When I was a kid, my mom gave me enough candy to give to my entire 4th-grade class. I cannot remember what holiday it was, but it was so fun to share what had been given to me with others. With that gesture, my mom taught me more about living out my faith and leadership than I learned in Bible college, Seminary, and Grad School combined. Here is the lesson:
“Freely you have received, freely give.” These words were spoken by Jesus right before he sent his friends on a trip to “give” the good news and power of God to others. The nature of our faith in Christ might not have any better expression than that is found in these six words.
What God has so generously given, and you have grabbed hold of with your heart, mind, and hands, now go give that away, just like He did. I am always inspired and cut by those six words.

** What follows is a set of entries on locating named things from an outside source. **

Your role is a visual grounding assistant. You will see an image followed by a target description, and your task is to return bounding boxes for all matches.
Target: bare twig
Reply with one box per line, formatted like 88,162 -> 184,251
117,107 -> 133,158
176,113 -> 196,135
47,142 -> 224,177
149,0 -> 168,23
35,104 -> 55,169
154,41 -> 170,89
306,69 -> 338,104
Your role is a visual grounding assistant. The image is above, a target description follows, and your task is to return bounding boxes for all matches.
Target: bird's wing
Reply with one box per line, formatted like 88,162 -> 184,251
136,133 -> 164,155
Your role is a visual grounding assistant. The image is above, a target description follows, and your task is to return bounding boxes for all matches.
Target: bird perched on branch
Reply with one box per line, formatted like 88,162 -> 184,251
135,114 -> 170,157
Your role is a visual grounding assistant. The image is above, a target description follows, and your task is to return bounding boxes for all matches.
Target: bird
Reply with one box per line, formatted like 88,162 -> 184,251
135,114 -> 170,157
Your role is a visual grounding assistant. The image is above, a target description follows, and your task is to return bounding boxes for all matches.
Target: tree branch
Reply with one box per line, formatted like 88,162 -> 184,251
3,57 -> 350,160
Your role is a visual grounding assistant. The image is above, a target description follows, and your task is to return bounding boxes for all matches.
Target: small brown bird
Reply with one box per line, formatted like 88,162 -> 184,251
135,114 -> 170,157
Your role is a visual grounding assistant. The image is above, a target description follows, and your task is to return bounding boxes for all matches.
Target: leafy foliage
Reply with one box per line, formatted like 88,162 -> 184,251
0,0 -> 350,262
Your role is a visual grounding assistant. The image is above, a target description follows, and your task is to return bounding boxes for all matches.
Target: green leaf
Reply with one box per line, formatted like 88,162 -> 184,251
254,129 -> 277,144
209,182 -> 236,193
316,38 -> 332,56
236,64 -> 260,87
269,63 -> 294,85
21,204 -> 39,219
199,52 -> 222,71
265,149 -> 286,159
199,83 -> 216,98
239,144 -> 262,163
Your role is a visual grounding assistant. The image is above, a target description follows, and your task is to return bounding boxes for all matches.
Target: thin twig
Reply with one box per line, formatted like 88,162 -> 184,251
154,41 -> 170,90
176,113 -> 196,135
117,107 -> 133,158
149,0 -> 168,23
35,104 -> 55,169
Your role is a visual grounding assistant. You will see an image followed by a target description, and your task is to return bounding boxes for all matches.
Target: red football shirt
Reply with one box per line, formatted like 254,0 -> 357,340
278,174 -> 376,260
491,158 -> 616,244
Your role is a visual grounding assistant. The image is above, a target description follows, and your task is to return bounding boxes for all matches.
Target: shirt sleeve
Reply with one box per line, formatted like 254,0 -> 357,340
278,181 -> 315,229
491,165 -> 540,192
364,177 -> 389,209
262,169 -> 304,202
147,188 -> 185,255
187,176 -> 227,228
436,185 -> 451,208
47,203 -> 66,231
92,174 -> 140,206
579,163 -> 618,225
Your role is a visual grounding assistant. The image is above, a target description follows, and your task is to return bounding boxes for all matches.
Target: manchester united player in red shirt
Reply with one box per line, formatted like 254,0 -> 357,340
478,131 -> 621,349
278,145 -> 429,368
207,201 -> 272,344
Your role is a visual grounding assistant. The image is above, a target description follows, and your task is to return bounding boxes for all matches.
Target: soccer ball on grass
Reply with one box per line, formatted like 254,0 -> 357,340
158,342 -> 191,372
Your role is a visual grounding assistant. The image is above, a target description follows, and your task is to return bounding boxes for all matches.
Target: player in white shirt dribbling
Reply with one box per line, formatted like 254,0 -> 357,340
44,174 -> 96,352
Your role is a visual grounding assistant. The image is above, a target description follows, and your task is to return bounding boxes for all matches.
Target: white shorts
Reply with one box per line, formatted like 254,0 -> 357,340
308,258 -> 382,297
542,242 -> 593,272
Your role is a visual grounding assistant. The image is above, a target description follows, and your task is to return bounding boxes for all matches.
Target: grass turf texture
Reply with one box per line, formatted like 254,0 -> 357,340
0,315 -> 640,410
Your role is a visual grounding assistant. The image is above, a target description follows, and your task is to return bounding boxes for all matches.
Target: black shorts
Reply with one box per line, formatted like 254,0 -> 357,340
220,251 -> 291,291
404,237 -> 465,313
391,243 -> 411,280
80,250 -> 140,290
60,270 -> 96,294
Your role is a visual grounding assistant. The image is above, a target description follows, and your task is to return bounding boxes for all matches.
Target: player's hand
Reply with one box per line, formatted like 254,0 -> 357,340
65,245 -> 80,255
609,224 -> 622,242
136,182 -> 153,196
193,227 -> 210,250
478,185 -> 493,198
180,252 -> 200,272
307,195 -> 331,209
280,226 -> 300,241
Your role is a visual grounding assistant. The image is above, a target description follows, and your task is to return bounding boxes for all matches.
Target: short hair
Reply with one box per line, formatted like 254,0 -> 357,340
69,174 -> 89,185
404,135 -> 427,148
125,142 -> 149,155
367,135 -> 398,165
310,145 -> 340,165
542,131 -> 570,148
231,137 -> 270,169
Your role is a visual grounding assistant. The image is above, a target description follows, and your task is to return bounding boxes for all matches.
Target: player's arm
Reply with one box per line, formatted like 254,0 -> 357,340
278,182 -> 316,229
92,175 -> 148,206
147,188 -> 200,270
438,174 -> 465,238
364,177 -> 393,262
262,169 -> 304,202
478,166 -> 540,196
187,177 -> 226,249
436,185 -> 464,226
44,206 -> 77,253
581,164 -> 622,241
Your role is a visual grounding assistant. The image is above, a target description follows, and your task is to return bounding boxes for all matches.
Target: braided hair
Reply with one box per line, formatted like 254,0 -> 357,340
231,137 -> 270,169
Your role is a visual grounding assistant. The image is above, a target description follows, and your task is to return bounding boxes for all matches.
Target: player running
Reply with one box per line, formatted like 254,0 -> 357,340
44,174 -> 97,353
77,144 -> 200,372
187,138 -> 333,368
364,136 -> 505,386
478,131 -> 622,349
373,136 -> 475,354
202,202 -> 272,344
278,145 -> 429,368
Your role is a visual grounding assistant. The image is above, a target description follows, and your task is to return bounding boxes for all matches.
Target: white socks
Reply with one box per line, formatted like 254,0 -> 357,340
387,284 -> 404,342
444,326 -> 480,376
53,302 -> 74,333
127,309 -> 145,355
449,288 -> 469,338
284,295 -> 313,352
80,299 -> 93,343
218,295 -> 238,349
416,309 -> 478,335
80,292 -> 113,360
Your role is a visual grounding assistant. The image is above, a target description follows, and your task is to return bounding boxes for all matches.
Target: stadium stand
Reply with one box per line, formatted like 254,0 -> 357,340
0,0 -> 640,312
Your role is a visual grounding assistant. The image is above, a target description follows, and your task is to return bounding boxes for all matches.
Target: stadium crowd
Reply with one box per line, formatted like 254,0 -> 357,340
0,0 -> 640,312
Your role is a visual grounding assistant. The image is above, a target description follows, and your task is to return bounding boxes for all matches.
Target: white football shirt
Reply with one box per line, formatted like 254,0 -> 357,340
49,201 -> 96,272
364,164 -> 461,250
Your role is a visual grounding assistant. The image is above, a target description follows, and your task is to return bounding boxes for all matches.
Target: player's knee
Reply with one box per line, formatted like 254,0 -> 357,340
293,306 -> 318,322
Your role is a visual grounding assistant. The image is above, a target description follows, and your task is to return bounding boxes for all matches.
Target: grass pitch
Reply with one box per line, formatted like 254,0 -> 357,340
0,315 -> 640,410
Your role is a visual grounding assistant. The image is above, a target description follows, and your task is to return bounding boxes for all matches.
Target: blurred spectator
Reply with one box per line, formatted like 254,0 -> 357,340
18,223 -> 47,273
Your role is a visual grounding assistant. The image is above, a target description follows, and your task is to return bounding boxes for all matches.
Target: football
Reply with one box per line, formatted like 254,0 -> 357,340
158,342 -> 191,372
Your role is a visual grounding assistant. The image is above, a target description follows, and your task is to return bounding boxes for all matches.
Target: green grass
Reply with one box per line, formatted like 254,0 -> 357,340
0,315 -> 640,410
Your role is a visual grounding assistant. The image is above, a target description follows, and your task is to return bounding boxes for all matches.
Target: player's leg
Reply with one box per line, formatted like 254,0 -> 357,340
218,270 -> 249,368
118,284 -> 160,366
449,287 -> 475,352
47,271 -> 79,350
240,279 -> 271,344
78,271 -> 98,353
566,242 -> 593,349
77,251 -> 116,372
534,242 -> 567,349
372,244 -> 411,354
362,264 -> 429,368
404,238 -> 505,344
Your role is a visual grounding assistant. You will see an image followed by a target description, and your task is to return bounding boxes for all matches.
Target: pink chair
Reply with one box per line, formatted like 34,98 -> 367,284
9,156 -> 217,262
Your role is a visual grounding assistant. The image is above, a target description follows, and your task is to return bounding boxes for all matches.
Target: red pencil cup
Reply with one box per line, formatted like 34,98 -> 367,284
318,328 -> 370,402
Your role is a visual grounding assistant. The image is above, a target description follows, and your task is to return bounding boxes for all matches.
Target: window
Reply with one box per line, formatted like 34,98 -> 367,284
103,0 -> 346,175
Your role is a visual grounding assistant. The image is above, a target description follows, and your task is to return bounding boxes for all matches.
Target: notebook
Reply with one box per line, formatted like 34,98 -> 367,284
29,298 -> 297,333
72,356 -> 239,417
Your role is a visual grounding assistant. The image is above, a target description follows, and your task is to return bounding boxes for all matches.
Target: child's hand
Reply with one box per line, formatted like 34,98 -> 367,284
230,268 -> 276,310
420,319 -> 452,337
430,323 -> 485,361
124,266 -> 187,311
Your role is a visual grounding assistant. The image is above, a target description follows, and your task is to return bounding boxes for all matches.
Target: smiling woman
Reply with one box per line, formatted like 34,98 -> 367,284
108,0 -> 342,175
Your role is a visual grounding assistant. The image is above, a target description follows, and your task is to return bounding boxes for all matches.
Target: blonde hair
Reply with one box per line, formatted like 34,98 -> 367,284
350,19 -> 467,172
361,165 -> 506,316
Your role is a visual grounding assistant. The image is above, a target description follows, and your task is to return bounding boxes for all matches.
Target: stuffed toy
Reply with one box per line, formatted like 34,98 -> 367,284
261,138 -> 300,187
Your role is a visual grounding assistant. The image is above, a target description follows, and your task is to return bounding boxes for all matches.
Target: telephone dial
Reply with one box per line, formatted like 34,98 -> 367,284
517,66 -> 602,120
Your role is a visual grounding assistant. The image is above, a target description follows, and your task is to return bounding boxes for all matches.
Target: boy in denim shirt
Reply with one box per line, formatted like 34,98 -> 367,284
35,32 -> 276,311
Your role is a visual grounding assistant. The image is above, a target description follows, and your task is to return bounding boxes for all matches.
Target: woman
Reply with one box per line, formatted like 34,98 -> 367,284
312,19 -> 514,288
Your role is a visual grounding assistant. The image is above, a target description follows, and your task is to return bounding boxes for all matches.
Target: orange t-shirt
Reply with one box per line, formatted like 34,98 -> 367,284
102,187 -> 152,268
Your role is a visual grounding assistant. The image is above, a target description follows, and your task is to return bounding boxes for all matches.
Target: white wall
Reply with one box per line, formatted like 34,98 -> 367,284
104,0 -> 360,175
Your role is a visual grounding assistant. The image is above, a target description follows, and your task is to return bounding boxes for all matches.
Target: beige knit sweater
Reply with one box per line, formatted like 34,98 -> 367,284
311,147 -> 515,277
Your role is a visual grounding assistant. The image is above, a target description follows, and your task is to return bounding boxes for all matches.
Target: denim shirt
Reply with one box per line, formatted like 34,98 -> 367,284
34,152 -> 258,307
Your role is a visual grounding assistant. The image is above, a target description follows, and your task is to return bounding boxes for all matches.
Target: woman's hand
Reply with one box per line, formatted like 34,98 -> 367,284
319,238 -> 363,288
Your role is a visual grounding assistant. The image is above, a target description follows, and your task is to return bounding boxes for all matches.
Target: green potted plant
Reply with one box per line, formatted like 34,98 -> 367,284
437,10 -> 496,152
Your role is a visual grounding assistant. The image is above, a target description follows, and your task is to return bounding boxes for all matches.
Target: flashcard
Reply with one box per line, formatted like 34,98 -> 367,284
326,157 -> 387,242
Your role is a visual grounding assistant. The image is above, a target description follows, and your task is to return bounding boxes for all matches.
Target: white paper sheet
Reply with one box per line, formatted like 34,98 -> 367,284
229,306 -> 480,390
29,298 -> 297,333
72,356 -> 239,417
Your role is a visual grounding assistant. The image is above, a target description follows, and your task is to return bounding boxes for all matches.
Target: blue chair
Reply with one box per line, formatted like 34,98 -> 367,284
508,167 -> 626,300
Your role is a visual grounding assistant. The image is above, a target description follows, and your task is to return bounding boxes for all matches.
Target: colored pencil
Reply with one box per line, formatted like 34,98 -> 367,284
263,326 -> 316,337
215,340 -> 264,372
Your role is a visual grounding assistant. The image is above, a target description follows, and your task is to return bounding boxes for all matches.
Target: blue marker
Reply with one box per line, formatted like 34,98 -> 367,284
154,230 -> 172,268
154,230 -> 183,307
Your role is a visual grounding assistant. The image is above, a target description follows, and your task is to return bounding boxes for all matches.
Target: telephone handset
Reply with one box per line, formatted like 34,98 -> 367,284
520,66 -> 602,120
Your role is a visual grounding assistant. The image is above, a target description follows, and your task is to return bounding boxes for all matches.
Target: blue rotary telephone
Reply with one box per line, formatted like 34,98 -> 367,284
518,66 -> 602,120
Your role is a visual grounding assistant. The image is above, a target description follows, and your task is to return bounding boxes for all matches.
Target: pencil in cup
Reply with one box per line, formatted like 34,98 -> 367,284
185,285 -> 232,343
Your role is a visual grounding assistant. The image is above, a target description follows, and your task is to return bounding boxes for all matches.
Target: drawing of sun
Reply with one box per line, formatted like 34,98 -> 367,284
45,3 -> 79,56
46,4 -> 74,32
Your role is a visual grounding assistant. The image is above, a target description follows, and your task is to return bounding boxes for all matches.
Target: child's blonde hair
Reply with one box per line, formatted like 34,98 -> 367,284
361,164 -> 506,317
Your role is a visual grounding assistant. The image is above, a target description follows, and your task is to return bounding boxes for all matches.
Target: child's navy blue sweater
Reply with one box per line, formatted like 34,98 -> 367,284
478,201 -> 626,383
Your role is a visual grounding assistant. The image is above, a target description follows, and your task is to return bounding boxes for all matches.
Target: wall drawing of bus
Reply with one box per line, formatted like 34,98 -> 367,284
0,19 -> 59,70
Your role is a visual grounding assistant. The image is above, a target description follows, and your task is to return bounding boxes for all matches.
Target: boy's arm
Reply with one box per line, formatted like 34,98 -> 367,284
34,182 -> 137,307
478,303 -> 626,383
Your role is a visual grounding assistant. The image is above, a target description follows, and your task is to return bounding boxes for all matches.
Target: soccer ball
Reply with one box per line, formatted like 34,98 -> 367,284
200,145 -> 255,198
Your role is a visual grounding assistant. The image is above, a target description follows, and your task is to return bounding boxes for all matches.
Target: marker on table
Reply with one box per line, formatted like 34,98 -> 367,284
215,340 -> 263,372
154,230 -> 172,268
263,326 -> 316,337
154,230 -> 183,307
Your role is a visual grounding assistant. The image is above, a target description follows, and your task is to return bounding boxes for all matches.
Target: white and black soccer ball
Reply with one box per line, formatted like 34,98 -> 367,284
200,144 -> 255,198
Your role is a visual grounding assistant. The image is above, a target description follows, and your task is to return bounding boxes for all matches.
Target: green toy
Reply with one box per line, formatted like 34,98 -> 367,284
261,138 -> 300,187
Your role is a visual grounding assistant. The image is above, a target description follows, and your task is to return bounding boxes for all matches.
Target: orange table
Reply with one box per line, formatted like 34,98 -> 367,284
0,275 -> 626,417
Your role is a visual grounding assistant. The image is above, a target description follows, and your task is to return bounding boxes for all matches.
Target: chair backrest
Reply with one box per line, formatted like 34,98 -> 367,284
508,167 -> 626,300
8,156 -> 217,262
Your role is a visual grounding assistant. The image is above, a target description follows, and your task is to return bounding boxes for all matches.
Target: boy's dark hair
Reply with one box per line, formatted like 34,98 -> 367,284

If it were broken-down, it would look like this:
“What you did not deserve, I provided for you in abundance, you took hold of it, immersing yourself in it, and now go give to others what they do not deserve so they can take hold of it.” - Jesus.
“Freely you have received, freely give.”
The nature of Christian faith is not religious in nature but is relationally responsive and then relationally generous. It looks like this. What has been done to and for you must go through you, to and for others. What you have been given is to be shared. What you have been provided with must be used to provide. The Bible’s way of saying it: “We love because he loved us first. Freely you have received, freely give.”
If you are just now finding us, welcome! But if you have traveled along with us, you know that God is inviting us to be his friends (freely you received) and then to be his partner (freely give) and that this invite stretches to the entirety of the Bible. The entirety of living a Christian life is in saying “yes” to these invitations.
This is not only the nature of our relationship with God; it is also the nature of what makes a great leader. Power, influence, status, success, and accumulation are not the goal of a Jesus-style leadership but rather generosity. More than that, a generosity that recognizes the generosity of God to us and then stewards that generosity to others.
Let me see if I can wrap this up with a couple of strategic insights. First, great leadership’s lasting impact is found in what we give away, not in what we accumulate. This is a bit counterintuitive. Getting is the battle cry of the human heart. Get love, get wealth, get power, get status, get, get, get. I was in another country and sharing American candy (this is like gold there), and some fell on the floor; I watched people dive, wrestle and begin to be aggressive in the “getting.” In contrast, several parents said, I am not eating mine; I want to GIVE it to my kids and their friends. In God’s economy, getting is for giving.
Second, this was not some divine pearl of wisdom Jesus was dropping on his friends, but rather, this was a part of their training. He was teaching them to be the kind of leader who gives generously because he has received generously. What Jesus was saying was, “You guys are getting ready to go, and as you go, the strength you have in going will be in giving what you have received.” This is training for leadership.
What would happen if you took the words of Jesus and embraced them with abandon? Let me rephrase his words one more time: I have given you love, give love away. I have given you grace, give grace away. I have given you hope, give hope away. I have given you the Son of God, give the Son of God away. Add your own list of God’s generous gifts and use this sentence:
God has given me _____, and it is my turn to give _____ away.